The United States on Tuesday suggested that it does not care what the
international observers talk about the upcoming US presidential election by
saying that the observers can come to whatever conclusions they want to.
"People can come, and as long as they observe the proper procedures for
visiting the United States, which we all know about, come and look and observe
and come to whatever conclusions or judgments they want to come to. It is an
open society," State Department deputy spokesman Adam Ereli said at a news
briefing on Tuesday.
Ereli said the State Department has played a "purely facilitative" role in
arranging the observers of the Organization for Security and Cooperation in
Europe (OSCE) to come to the United States to observe the Nov. 2 election.
As a member of the OSCE, the US State Department is required to issue the
invitation and then put the visitors in touch with local election officials who
arrange for their access and logistics of schedule, Ereli said.

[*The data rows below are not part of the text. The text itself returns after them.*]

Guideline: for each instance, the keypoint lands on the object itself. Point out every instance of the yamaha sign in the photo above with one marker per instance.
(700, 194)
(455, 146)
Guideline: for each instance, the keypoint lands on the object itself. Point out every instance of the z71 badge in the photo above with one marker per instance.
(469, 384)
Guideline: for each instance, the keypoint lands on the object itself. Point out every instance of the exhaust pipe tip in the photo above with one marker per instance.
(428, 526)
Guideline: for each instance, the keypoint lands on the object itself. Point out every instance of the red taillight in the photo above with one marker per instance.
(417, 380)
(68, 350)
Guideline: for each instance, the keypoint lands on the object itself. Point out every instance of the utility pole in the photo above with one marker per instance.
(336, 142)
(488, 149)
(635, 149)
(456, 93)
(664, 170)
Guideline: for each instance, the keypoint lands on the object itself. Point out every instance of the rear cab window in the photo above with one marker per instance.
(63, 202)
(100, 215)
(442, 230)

"It is not something that we are directly involved in. It is something that
takes place at the local level," Ereli said.
There have been allegations that OSCE observers are denied some type of
status in Ohio and Florida, in which both President George. W. Bush and
Democratic candidate John Kerry run neck and neck in opinion polls.
The United States has stressed that it is just a very normal practice to
invite OSCE observers to observe the US election as these have been observers at
the 2002 US congressional elections and the California governor recall election.
There was a vote-counting dispute in the last US presidential elections and
at last the US Supreme Court ruled George W. Bush won the election in 2000.